Whether or not Health Minister Yaakov Litzman’s resignation and subsequent reinstatement after a last-minute agreement with Prime Minister Netanyahu solves the current coalition crisis, one thing is clear, Bibi is beginning to lose his grip on his coalition.

The Prime Minister has always done an excellent job in balancing various interests of sectoral parties within his coalition by explaining to the factions that all would lose with new elections.  While there is still some truth to this, Likud’s falling poll numbers suggest a different story altogether.  Couple this with Avi Gabbai’s rise as Labor leader and the paradigm which saw Likud as the right wing and traditional anchor for those religious parties has fallen away.

This doesn’t mean that Bibi will be dethroned if elections were to be held, but he is no shoe in anymore and what is increasingly becoming apparent is that self-interested ministers within his party are beginning to sense he is weak.

MK Eichler from UTJ claims that it was in fact Transportation Minister Katz who created this crisis.

“There is no explanation that the Likud government will expand the work done on Shabbat except for the attempt by the Transportation Minister and Welfare Minister to topple the government.
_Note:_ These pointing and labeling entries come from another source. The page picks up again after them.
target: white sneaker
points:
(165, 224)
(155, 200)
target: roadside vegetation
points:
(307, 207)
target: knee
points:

The traditional Likud voters will not forgive them if Netanyahu’s government falls apart,” Eichler was quoted as saying.

This may be in the realm of rumor, but the facts are in.  The construction took place with the approval of Minister Yisrael Katz who had to know that this would create a crisis.

None of this is important other than to point out that Bibi is finally being seen as weak and this perception is from within the Likud itself.

With a rising Jewish Home and UTJ on the religious right and a revamped Labor under Avi Gabbai who is religiously traditional as well as a centrist when it comes to security and “settlements,” Likud is finally beginning to worry that Bibi has lost his touch and thus his grip.

Once again, none of this means that the Prime Minister’s days are numbered, especially since he has been counted out plenty of times before only to surprise. However, the younger generation in Israel, which has grown up and matured after the Second Intifada, Gaza Withdrawal, and Second Lebanon War has discarded the mistakes of breaking Israeli politics into a polarized relationship revolving around the Two-State Solution and Religious-Secular relationships.  The younger generation has come of age and appears to see things far differently than the elder statesmen of Bibi’s generation.

Time will tell if the current flare up with the Chareidi UTJ is the beginning of the end for Bibi or a tremor of a far bigger earthquake to come.